Operativo de alta tensión
El procedimiento obligó a cerrar temporalmente la movilidad en el sector del peaje de Villa Rica mientras las autoridades acordonaban la zona para retirar el vehículo y asegurar los explosivos.
Durante la inspección, los técnicos encontraron que el automotor no solo transportaba los cilindros, sino que también contaba con una estructura de lanzamiento y varios artefactos que, según informó la Policía, estaban listos para ser utilizados.
Gracias a la rápida intervención de las unidades especializadas, el material fue desactivado sin que se presentaran explosiones ni personas lesionadas.
¿Iban para Cali?
Aunque la investigación continúa, la principal hipótesis de las autoridades es que el cargamento tenía como destino la ciudad de Cali.
Los organismos de inteligencia manejan la versión de que los explosivos podrían ser utilizados para cometer un atentado contra instalaciones oficiales, en momentos en que la ciudad permanece bajo estrictas medidas de seguridad por la ceremonia de posesión presidencial.
Sin embargo, las autoridades aclararon que esta línea investigativa aún está siendo verificada y que, por ahora, no se ha atribuido oficialmente el hecho a ningún grupo armado ilegal.
Señalan a alias ‘Max Max’
Dentro de las primeras indagaciones también apareció el nombre de alias ‘Max Max’, señalado por las autoridades como presunto integrante de la estructura Jaime Martínez.
Los investigadores buscan establecer si este hombre tendría alguna relación con el transporte del material explosivo, aunque recalcaron que esta información hace parte de las pesquisas y todavía no ha sido confirmada judicialmente.


Plan Blindaje evitó la amenaza
El brigadier general Herbert Benavidez, comandante de la Policía Metropolitana de Cali, explicó que el hallazgo fue posible gracias al Plan Blindaje, estrategia que reforzó los controles en los principales corredores de ingreso a la capital vallecaucana.
“En el marco del Plan Blindaje, la Policía Nacional interceptó un vehículo de servicio público acondicionado con material explosivo que habría salido desde el departamento del Cauca y con posible destino a la ciudad de Cali”, explicó el oficial.
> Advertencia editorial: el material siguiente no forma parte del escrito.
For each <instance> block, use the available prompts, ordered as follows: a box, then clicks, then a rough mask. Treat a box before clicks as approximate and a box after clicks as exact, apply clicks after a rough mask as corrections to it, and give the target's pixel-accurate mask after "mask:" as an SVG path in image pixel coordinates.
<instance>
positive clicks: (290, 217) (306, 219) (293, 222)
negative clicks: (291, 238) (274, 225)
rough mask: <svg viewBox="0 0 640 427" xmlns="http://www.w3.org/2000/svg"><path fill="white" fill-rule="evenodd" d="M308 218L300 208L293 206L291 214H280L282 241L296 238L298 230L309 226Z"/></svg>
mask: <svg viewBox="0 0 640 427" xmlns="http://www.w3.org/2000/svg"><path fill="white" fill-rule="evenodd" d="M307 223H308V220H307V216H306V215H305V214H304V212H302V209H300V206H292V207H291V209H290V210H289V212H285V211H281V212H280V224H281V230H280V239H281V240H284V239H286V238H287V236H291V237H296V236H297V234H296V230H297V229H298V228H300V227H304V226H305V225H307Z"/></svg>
Asimismo, indicó que durante la inspección técnica se detectó que los sistemas de identificación del vehículo habían sido alterados, situación que incrementó las sospechas de los uniformados.
Máxima seguridad
La incautación ocurre mientras Cali se encuentra bajo uno de los operativos de seguridad más grandes de los últimos años debido a la posesión presidencial de Abelardo De la Espriella.
En los accesos a la ciudad fueron reforzados los controles de la Policía, el Ejército y los organismos de inteligencia para prevenir cualquier amenaza que pueda poner en riesgo la seguridad de los ciudadanos y de las autoridades que participarán en los actos oficiales.
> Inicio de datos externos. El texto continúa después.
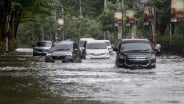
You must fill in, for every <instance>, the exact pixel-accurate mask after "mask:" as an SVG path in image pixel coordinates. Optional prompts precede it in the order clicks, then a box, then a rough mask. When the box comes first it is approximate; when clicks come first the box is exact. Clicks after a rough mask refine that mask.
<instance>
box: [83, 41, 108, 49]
mask: <svg viewBox="0 0 184 104" xmlns="http://www.w3.org/2000/svg"><path fill="white" fill-rule="evenodd" d="M86 48H87V49H106V48H107V45H106V43H105V42H104V43H89V44H87V46H86Z"/></svg>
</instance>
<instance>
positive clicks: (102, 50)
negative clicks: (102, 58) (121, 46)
mask: <svg viewBox="0 0 184 104" xmlns="http://www.w3.org/2000/svg"><path fill="white" fill-rule="evenodd" d="M86 53H109V51H108V49H86Z"/></svg>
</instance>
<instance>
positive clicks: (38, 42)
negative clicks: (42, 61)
mask: <svg viewBox="0 0 184 104" xmlns="http://www.w3.org/2000/svg"><path fill="white" fill-rule="evenodd" d="M51 47H52V41H47V40H43V41H38V42H37V43H36V45H35V46H34V47H33V56H38V55H41V56H45V55H46V54H47V53H48V52H49V50H50V48H51Z"/></svg>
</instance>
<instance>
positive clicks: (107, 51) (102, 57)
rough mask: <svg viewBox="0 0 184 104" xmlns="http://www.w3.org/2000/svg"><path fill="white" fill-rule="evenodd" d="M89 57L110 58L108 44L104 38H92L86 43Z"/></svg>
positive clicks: (102, 58)
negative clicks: (105, 41) (100, 38)
mask: <svg viewBox="0 0 184 104" xmlns="http://www.w3.org/2000/svg"><path fill="white" fill-rule="evenodd" d="M86 58H87V59H101V58H102V59H103V58H104V59H105V58H106V59H108V58H110V54H109V50H108V48H107V44H106V42H105V41H102V40H90V41H88V42H87V44H86Z"/></svg>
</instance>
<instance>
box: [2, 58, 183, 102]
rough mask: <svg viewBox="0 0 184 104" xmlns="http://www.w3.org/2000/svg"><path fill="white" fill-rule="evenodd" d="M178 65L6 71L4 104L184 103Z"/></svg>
mask: <svg viewBox="0 0 184 104" xmlns="http://www.w3.org/2000/svg"><path fill="white" fill-rule="evenodd" d="M158 62H159V61H158ZM160 62H161V61H160ZM175 65H176V63H169V62H168V63H158V65H157V68H156V69H153V70H146V69H144V70H141V69H140V70H129V69H122V68H116V67H115V65H114V61H113V60H84V61H83V63H61V62H60V61H57V62H56V63H44V62H38V63H36V64H32V65H31V66H30V67H1V68H0V85H1V86H0V104H182V103H183V102H184V101H183V97H184V89H183V86H184V83H183V81H184V80H183V79H184V78H183V76H182V75H183V72H184V70H183V65H182V63H177V68H176V66H175Z"/></svg>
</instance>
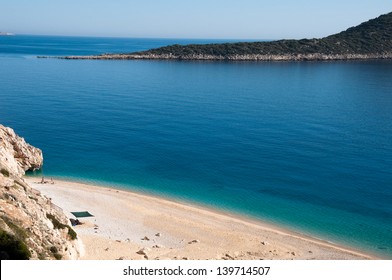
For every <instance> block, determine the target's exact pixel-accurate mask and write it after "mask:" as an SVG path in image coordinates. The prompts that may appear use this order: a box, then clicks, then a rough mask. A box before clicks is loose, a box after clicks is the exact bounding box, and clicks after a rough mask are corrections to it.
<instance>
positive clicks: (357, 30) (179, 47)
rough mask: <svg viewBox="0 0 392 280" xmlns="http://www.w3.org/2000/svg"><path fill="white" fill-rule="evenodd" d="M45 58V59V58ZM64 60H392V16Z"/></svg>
mask: <svg viewBox="0 0 392 280" xmlns="http://www.w3.org/2000/svg"><path fill="white" fill-rule="evenodd" d="M41 58H44V57H41ZM59 58H62V59H103V60H132V59H147V60H148V59H155V60H217V61H306V60H365V59H391V58H392V13H389V14H385V15H381V16H379V17H378V18H375V19H372V20H369V21H367V22H364V23H362V24H360V25H358V26H356V27H351V28H349V29H347V30H346V31H343V32H341V33H338V34H334V35H331V36H328V37H325V38H321V39H302V40H279V41H271V42H241V43H224V44H192V45H171V46H166V47H161V48H156V49H151V50H148V51H142V52H134V53H123V54H101V55H94V56H65V57H59Z"/></svg>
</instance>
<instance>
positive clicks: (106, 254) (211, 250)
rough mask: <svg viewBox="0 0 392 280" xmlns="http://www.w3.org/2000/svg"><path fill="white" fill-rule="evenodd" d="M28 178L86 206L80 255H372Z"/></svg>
mask: <svg viewBox="0 0 392 280" xmlns="http://www.w3.org/2000/svg"><path fill="white" fill-rule="evenodd" d="M26 180H27V181H28V183H29V184H30V185H31V186H32V187H33V188H35V189H37V190H39V191H40V192H41V193H42V194H43V195H45V196H47V197H49V198H51V199H52V202H53V203H54V204H55V205H57V206H58V207H61V208H62V209H63V211H64V212H65V214H66V215H67V216H68V217H69V218H74V216H73V215H72V214H71V213H70V212H75V211H89V212H90V213H91V214H93V215H94V217H89V218H81V219H80V221H81V222H83V224H82V225H77V226H75V227H74V229H75V231H76V232H77V233H78V236H79V238H80V240H81V241H82V243H83V250H82V256H81V259H86V260H113V259H124V260H131V259H132V260H143V259H161V260H162V259H178V260H182V259H184V260H186V259H196V260H197V259H201V260H207V259H214V260H220V259H228V260H230V259H245V260H255V259H256V260H257V259H279V260H286V259H301V260H308V259H309V260H310V259H316V260H324V259H328V260H331V259H338V260H341V259H350V260H354V259H372V258H374V257H372V256H369V255H366V254H363V253H360V252H355V251H354V250H350V249H347V248H341V247H339V246H336V245H333V244H330V243H327V242H324V241H321V240H317V239H314V238H311V237H308V236H304V235H301V234H298V233H292V232H289V231H287V230H284V229H280V228H279V227H278V226H275V225H269V224H263V223H261V222H259V221H252V220H250V219H245V218H244V219H242V218H240V217H236V216H232V215H226V214H224V213H221V212H218V211H214V210H211V209H204V208H202V207H198V206H194V205H186V204H182V203H178V202H173V201H169V200H165V199H161V198H157V197H152V196H147V195H142V194H137V193H133V192H128V191H124V190H117V189H112V188H104V187H99V186H92V185H86V184H80V183H74V182H67V181H59V180H55V181H54V184H50V183H49V184H40V179H39V178H26Z"/></svg>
Las investigaciones continúan para establecer quiénes estaban detrás del transporte de los explosivos, cuál era su verdadero destino y si existe relación con estructuras armadas que delinquen en el suroccidente del país.
Con este golpe, las autoridades aseguran haber evitado una posible acción violenta que habría puesto en peligro a miles de personas en Cali.